The goal is to one day sell her meats in stores across the country and open her own deli.

“I want a cute restaurant. I want a deli case with fun different sides and pickles, and I want it to feel like home. I want it to feel like my front porch … and I want everyone to be happy eating,” she said.

One person who hasn’t been quite as happy about The Bad Jew is her mom.

“My mom just doesn’t want me to offend anyone,” King said. “My dad passed away, but I think he would have been proud. He would have loved it. He was just like me — goofy, loud, sometimes said the wrong thing but always made up for it.”

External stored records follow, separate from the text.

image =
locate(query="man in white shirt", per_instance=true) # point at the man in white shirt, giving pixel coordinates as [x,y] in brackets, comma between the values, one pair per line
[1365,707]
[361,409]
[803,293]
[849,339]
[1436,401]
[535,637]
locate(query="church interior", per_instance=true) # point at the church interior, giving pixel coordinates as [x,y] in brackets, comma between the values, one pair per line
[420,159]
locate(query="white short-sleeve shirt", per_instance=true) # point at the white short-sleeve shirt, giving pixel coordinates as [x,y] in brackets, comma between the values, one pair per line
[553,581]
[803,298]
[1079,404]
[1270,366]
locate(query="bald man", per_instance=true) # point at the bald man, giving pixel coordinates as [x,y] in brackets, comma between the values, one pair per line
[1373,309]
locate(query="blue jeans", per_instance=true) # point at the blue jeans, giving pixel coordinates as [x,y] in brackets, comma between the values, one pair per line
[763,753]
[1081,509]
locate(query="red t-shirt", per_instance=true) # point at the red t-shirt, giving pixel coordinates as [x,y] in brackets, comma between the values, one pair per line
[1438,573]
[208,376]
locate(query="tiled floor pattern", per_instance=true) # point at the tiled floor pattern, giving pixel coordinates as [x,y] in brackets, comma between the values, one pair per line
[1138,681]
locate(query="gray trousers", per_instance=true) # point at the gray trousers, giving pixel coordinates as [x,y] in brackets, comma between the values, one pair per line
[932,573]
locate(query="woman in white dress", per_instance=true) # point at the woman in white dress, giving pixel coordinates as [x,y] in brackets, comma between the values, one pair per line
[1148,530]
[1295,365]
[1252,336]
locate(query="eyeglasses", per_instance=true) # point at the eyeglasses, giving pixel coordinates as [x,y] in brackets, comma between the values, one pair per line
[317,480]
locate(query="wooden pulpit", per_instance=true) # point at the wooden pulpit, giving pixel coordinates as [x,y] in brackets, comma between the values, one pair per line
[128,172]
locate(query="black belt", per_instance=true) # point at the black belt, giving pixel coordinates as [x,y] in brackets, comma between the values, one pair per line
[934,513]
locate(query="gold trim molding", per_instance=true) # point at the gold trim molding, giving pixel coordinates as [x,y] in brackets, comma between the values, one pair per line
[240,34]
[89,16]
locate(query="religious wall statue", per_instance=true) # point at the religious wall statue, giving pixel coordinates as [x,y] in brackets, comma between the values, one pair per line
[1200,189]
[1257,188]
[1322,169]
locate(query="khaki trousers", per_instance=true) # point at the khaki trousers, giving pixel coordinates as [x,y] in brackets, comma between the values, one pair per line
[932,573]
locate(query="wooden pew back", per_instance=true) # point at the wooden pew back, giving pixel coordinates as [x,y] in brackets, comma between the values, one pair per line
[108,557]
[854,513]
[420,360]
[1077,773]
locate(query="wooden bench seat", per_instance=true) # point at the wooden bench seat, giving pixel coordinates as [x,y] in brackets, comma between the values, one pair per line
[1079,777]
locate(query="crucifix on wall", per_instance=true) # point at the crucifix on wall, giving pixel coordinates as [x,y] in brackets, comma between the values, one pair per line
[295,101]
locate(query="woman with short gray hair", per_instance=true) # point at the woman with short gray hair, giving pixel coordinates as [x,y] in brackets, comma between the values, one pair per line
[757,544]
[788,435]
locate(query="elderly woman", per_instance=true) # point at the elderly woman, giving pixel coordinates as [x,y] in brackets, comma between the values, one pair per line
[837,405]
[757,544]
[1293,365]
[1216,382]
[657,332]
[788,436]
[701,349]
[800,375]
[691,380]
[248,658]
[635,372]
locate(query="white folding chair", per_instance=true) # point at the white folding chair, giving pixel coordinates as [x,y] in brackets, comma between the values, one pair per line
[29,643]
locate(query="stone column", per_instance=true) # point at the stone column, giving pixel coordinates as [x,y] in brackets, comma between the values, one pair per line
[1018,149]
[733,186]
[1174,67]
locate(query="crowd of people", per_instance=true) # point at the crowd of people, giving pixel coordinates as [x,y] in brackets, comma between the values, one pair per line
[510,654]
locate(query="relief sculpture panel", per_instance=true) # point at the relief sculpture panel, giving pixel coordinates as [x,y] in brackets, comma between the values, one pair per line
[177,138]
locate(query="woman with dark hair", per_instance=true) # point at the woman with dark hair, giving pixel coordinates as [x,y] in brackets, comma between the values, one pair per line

King’s pop-up has earned rave reviews — The Infatuation named it as one of Los Angeles’s top summer pop-ups and Beber Camp, the Jewish camp in Wisconsin that she attended and worked as a staffer, featured her work on its alumni page.

“I’ve always called myself a bad Jew because I love pork, and it’s just a joke,” she said. “And The Bad Jew, all it means is not-kosher deli sandwiches to me. I don’t think I’m a bad person — I love the Jewish community.”